Abstract

Introduction: Patients with chronic lymphocytic leukemia (CLL) have inadequate responses to vaccination, including SARS-CoV-2 mRNA vaccines. Treatment with anti-B-cell therapies, such as anti-CD20 monoclonal antibodies (mAb) and Bruton's tyrosine kinase inhibitors (BTKi), further suppress the antibody response to vaccines. Here, we aimed to evaluate clinical and laboratory parameters associated with vaccine response and the effect of BTKi interruption around the time of booster. Methods: A single-institution cohort study of patients with CLL was conducted at the National Institutes of Health. Treatment-naïve (TN) patients as well as those receiving treatment with a BTKi or venetoclax (VEN) were included.
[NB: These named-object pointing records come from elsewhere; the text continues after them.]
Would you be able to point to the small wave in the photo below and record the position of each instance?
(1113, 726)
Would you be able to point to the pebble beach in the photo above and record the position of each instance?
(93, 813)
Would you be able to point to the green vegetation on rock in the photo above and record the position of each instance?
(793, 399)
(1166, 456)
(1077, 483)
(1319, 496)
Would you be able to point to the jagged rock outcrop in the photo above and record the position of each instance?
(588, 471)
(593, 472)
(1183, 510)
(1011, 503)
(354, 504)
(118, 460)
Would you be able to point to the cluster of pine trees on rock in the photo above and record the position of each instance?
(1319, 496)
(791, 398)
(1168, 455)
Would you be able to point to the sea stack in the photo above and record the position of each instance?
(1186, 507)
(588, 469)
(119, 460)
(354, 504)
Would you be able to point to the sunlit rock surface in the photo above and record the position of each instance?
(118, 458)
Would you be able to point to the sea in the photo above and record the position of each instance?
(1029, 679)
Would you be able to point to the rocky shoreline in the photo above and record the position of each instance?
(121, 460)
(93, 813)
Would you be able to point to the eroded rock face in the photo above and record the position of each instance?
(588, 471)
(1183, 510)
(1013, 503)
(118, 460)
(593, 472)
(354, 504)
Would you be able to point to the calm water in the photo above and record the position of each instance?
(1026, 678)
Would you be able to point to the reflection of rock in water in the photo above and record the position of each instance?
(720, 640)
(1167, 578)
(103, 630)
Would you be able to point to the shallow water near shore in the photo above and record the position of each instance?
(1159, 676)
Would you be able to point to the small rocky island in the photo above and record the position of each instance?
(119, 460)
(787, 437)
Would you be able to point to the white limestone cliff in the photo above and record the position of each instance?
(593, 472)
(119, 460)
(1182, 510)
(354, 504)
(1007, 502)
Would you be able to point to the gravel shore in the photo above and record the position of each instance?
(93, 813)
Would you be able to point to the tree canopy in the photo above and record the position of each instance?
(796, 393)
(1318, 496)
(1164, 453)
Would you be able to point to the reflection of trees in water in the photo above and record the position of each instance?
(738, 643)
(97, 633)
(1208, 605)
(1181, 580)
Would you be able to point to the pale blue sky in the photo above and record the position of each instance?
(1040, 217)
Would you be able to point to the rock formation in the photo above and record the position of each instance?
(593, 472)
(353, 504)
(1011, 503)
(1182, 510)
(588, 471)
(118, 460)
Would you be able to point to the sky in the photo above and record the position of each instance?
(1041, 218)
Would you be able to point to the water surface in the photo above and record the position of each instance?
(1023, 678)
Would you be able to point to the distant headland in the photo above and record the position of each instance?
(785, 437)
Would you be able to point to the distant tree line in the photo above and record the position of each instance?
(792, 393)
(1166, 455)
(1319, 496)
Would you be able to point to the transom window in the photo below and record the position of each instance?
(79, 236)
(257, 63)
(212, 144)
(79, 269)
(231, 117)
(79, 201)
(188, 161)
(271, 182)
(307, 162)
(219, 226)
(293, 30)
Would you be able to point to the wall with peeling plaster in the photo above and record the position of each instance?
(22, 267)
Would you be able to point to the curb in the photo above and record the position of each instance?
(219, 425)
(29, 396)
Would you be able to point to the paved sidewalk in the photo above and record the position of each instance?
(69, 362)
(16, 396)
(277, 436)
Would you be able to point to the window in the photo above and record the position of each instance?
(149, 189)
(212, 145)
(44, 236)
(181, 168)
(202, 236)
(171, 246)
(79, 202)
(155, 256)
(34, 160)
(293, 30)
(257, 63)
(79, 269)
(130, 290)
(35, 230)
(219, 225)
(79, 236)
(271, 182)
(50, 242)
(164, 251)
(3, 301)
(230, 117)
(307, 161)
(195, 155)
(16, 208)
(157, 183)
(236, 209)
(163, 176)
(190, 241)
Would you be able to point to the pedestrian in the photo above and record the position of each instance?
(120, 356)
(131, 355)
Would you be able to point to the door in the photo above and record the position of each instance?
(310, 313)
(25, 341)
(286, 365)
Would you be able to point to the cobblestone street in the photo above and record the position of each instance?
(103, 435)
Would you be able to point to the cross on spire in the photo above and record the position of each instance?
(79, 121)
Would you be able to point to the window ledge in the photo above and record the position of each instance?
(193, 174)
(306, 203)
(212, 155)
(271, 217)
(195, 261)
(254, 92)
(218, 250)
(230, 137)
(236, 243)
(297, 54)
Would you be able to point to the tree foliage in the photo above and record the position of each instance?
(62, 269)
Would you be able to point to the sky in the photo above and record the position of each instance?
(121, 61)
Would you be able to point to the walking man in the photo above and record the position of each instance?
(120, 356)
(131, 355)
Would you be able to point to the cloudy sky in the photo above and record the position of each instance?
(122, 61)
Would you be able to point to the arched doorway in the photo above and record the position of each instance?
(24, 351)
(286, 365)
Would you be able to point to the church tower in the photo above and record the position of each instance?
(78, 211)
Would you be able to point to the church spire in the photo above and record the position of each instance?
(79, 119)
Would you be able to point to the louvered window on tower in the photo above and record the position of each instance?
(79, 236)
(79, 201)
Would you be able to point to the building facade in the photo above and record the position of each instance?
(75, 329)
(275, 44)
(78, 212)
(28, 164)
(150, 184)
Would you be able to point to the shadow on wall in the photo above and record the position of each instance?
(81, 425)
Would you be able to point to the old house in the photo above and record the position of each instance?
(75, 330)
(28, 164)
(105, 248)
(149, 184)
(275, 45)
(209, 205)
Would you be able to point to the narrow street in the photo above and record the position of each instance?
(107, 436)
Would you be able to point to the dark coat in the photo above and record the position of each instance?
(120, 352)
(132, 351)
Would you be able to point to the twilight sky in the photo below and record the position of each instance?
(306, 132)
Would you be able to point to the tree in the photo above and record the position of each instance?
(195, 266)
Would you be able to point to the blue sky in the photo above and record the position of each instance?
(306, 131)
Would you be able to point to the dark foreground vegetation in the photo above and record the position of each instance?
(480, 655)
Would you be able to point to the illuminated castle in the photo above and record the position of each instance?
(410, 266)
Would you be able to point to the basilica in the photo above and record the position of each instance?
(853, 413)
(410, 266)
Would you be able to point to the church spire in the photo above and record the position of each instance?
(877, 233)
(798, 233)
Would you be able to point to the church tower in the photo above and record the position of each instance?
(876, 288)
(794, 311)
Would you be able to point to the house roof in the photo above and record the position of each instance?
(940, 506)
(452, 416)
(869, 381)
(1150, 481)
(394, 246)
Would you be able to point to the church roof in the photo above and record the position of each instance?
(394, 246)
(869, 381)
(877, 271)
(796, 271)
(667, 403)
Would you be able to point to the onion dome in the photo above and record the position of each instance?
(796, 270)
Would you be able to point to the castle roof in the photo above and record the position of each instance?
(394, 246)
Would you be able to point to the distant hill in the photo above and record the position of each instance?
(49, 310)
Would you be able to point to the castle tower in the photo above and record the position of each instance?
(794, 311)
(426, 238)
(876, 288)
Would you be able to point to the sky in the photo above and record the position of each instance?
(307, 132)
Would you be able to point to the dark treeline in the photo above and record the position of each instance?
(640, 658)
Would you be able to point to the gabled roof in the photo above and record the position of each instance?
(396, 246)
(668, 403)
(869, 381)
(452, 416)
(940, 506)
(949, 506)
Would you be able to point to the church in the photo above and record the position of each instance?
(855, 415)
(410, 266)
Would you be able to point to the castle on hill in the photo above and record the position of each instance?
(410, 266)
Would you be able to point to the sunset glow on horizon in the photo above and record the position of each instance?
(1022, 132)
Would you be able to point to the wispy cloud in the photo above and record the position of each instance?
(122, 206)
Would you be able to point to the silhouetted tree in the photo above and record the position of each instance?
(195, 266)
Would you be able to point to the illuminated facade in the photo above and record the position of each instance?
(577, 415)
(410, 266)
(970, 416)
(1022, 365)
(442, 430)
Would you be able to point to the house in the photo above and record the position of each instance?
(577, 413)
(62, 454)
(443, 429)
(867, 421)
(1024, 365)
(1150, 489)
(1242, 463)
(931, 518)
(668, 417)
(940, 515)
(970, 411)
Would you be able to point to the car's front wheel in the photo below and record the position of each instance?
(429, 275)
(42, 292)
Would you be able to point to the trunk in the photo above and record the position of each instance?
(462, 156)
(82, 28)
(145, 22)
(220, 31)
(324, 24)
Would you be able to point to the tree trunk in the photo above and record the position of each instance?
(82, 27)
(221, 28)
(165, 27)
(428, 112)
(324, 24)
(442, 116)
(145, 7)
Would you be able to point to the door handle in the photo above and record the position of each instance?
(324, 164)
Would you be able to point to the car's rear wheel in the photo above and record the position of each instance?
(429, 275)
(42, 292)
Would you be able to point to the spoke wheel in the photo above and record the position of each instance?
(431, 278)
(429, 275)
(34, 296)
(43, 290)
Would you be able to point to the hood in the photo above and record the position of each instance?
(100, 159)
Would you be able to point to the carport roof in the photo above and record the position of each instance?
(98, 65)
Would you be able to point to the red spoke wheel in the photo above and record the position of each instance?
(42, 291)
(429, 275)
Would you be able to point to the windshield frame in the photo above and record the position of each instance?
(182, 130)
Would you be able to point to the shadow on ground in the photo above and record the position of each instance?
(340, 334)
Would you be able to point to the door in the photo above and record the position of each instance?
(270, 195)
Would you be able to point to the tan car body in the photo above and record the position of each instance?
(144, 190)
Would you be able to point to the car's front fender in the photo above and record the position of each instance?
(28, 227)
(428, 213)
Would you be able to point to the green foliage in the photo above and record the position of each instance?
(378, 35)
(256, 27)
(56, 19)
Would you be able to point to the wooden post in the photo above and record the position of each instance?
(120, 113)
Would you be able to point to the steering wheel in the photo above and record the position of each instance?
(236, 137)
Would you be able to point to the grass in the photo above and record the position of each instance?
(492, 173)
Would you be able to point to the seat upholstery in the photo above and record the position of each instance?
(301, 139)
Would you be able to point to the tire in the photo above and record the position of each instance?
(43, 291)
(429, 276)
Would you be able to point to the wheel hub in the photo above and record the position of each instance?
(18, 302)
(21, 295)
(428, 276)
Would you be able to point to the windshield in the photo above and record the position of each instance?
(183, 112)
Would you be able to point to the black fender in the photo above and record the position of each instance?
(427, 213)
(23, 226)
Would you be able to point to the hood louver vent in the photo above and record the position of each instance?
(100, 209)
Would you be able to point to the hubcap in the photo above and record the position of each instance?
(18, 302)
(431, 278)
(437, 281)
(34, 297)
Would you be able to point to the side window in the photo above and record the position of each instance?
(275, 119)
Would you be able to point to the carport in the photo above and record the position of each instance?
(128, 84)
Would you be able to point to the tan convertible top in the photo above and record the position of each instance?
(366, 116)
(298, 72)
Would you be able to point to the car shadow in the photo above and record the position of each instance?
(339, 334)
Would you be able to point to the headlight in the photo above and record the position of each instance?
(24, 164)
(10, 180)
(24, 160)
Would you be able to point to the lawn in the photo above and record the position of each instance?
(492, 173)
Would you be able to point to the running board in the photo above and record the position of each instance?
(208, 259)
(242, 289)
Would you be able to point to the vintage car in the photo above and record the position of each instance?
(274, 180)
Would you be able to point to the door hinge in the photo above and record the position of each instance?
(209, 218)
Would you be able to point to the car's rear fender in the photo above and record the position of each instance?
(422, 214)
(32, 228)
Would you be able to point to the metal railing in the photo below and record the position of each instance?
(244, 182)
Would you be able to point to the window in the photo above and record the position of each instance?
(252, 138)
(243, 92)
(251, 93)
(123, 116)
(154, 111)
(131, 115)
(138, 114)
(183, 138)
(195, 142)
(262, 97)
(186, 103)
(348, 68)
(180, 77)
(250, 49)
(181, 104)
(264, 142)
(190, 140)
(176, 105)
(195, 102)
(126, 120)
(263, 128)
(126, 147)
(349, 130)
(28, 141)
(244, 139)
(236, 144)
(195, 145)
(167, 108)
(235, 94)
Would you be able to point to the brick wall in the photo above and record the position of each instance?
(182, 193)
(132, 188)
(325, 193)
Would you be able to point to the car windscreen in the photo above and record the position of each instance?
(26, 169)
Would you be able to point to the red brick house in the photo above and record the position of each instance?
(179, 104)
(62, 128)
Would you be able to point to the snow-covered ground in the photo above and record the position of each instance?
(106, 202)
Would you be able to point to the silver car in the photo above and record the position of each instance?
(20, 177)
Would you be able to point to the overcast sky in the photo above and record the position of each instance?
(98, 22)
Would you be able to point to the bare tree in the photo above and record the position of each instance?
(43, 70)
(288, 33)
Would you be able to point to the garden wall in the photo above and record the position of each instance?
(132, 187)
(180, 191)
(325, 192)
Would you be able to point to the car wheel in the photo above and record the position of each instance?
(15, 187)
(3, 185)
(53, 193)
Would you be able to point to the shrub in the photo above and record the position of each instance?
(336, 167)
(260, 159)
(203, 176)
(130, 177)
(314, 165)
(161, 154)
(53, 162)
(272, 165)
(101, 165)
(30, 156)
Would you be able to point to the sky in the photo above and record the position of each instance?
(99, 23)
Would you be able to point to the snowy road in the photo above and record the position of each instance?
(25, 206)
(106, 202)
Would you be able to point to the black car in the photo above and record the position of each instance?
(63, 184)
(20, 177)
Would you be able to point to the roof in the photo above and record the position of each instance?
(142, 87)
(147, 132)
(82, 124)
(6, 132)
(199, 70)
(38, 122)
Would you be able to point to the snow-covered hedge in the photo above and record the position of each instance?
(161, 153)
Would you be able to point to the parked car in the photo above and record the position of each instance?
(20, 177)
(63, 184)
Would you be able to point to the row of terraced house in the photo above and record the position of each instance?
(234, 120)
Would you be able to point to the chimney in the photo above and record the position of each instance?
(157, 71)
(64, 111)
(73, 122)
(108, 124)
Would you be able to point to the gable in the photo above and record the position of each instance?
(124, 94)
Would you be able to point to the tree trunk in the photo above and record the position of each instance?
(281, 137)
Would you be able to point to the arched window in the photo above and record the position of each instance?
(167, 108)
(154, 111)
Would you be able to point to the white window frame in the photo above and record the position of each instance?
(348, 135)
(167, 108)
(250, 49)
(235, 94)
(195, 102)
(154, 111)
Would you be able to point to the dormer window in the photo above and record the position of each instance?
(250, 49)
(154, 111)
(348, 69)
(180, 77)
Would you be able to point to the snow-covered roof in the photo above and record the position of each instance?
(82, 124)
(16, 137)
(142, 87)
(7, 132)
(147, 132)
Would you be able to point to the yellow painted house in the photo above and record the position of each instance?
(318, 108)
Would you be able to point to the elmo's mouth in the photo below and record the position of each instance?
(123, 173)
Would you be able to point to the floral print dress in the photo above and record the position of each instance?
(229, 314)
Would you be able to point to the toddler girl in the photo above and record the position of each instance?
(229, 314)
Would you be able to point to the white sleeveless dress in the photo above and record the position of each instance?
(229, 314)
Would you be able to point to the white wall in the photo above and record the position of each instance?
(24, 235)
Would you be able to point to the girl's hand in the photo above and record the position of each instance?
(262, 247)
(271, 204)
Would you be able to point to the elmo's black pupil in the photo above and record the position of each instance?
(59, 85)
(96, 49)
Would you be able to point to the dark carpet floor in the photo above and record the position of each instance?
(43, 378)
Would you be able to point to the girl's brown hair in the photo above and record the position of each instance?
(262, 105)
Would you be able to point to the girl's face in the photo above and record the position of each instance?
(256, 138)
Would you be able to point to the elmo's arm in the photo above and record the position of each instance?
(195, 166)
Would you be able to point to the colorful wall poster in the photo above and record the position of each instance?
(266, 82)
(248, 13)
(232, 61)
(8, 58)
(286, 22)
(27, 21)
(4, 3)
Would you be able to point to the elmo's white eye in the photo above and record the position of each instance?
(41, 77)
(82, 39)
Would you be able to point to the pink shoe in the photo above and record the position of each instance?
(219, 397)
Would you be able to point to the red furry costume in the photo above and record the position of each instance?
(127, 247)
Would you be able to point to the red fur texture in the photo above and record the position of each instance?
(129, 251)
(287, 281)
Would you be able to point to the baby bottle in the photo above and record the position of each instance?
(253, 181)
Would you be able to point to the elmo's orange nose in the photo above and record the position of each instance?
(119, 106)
Patients who received IVIG, anti-SARS-CoV-2 mAb, or convalescent plasma within 3 months of vaccination were excluded. Anti-spike antibody titers were measured after completion of the primary series (two doses of Pfizer-BioNTech/Moderna vaccines or one dose of Janssen vaccine) and the first booster. Results: There were 86 patients in total (54 BTKi, 14 VEN, and 18 TN). The median age was 68.0, and 97.7% of patients received mRNA vaccine. After the primary series, seroconversion (anti-spike >0.8 U/mL) was detected in 53% of BTKi-treated patients, 43% of patients on single-agent VEN, and 67% of TN patients. After booster, seroconversion was detected in 87% of BTKi-treated patients, 50% of patients on single-agent VEN, and 83% of TN patients. Anti-spike antibodies increased after booster in 90% of patients who responded to the primary series. No patients who received anti-CD20 mAb within 12 months of vaccination (in combination with VEN) responded to the primary series or booster. Seroconversion was associated with higher serum IgM (P=0.023 after the primary series and P=0.039 after booster). Twelve patients interrupted BTKi for a median of 19 days (range 8–23) around the time of booster. Patients who interrupted BTKi had higher anti-spike antibodies (median 7,148 U/mL) than those who continued therapy (median 1,198 U/mL, P=0.018). Of the 12 patients who interrupted BTKi, 3 experienced lymph node pain and swelling and resumed BTKi earlier than intended. Conclusions: Increasing anti-spike antibodies with subsequent vaccinations support additional boosters in this population. BTKi interruption at the time of vaccination results in a more robust antibody response.